I’m not sure how to say this, so I think I’ll just spit it out; there are some major changes on the horizon for kStats. These are good changes, and I will go into more detail farther on, but they are changes that I may negatively impact current users of the plugin. Out of 6,000+ downloads, this could mean anywhere between a 2-3 dozen web sites! </tongue-in-cheek>
Humble Beginnings
As I’ve mentioned a few hundred times, kStats began as a simple fork of StatPress Reloaded to speed things up and create a plugin more suited to larger applications of Wordpress.
Due to the nature of how StatPress chose to store statistics and report on them, a StatPress table had a tendency of growing extremely large, extremely fast. Not only did this approach create a severe bottleneck when visitors tried to access your site, but it was sadly even worse when you tried to retrieve the resulting data on the administrative side.

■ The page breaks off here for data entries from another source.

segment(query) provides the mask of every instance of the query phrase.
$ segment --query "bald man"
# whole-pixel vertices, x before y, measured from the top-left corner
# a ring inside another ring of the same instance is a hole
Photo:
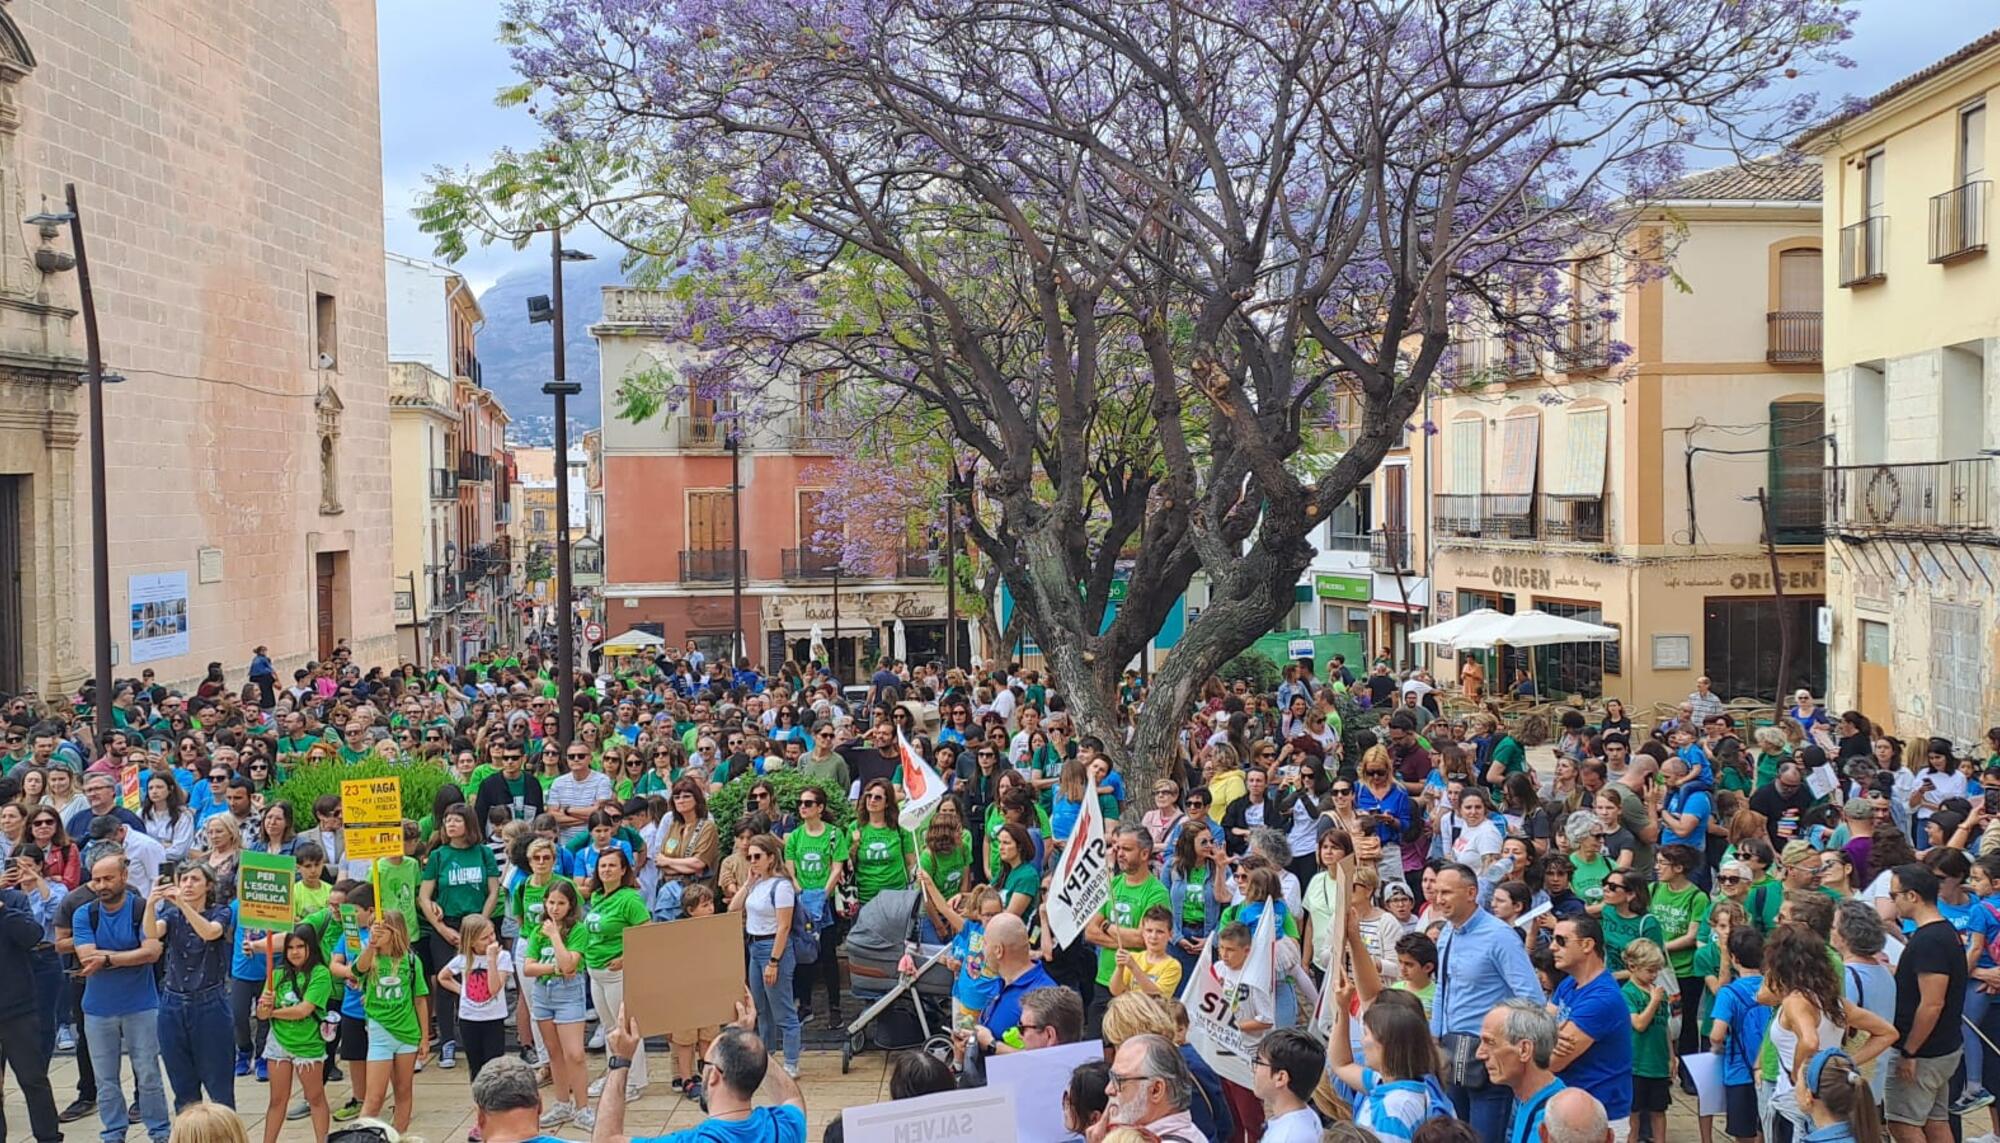
[[[972,1034],[983,1050],[1014,1051],[1021,1045],[1022,998],[1037,988],[1057,987],[1055,978],[1035,959],[1028,945],[1028,926],[1012,913],[987,923],[986,963],[999,975],[1000,991],[987,1002]]]
[[[1542,1116],[1542,1143],[1614,1143],[1623,1135],[1623,1131],[1612,1131],[1604,1119],[1604,1105],[1582,1088],[1557,1092]]]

Due to this, I figured the best approach for kStats was to restructure the existing format to use aggregated data. Much smaller more accessible records that gave you a fast look at real time numbers combined with past totals.
Statistics are important
This approach worked great at first. kStats was fast, it recorded data quickly and it reported it to the site administrator just as fast. But over time, it’s starting to show its weakness. It gives you the numbers, but what about the meat of your stats? What if you want to see what happened last month? What about 3 weeks ago? Or 16 weeks ago?
I started to develop a new aggregate process which would store almost four times as much data, allowing the existing system to remain in place, and the reports to grow in features considerably. I could still sense impending doom with this approach though. What about further down the road? Would there be a ceiling to how much data I could store in an aggregate form? Would I just move the bloat from one storage method to another, winding up in the same pit that StatPress did?
Learning from our mistakes
In the end, I think StatPress was on the right track. I think I was too, but instead of forking down a completely different road, I think the best approach would be to learn a lesson from both approaches, and to turn that into a single new approach.
I was drowning in workload over the holidays, while simultaneously trying to keep up with family functions. I didn’t get a lot of time to work on kStats, and I must apologize to anybody I left out to dry as a result. There were some bug fixes desperately needed, and while they’re out now, they should’ve been out then. However while I didn’t have as much time to work on kStats as I would have liked, I did find some time here and there in the mornings and evenings to get some reading in.
It’s all about the database
I consider myself fairly competent when it comes to MySQL, and more importantly database design. The more I learn though (as with life), the more I realize I don’t know. SQL by itself, without the various layers that bring it to life on the web, is an art form all by itself.
I’ve been studying up on the subject, because I know it’s a very important part of this design process, as well as the design and development of a few other projects I’m working on right now, and I think I’ve drawn an outline for a new database structure that will allow kStats to break the mold a little when it comes to statistics recording and analysis for Wordpress.
Using a combination of MySQL engines, such as the ARCHIVE engine, and a completely redesigned schema, I think I can bring the speed without sacrificing any data. There’s no reason you shouldn’t be able to look up historical periods of time and see exactly what occurred. There’s no reason you shouldn’t be able to click a button and produce a detailed report using any piece of recorded data as the focus (as opposed to being restricted to predefined reports). This is what statistics are for after all, right?
The bad news
While the plugin is still technically considered a beta, I would rather not release a version that destroys all the data that’s been recorded to date. This may be unavoidable to some degree though.
While data that currently exists in the raw table of your kStats install is easy enough to move over to the new format with no data loss, the data that’s already been summarized might not be so easy to transfer.
Before I dive headlong into this new strategy I’m going to do everything in my power to determine how we can avoid such a loss. It may be as easy as providing a legacy utility which will store the historical data in a different format, and retrieve it when building certain reports. The problem I’m facing is that this aggregate data may be unusable in producing certain reports that require a particular level of accuracy.
It’s tough. I have a project board dedicated to brainstorming this, so I’ll be sure to keep everybody up to date on how it’s going to go down, well before it does.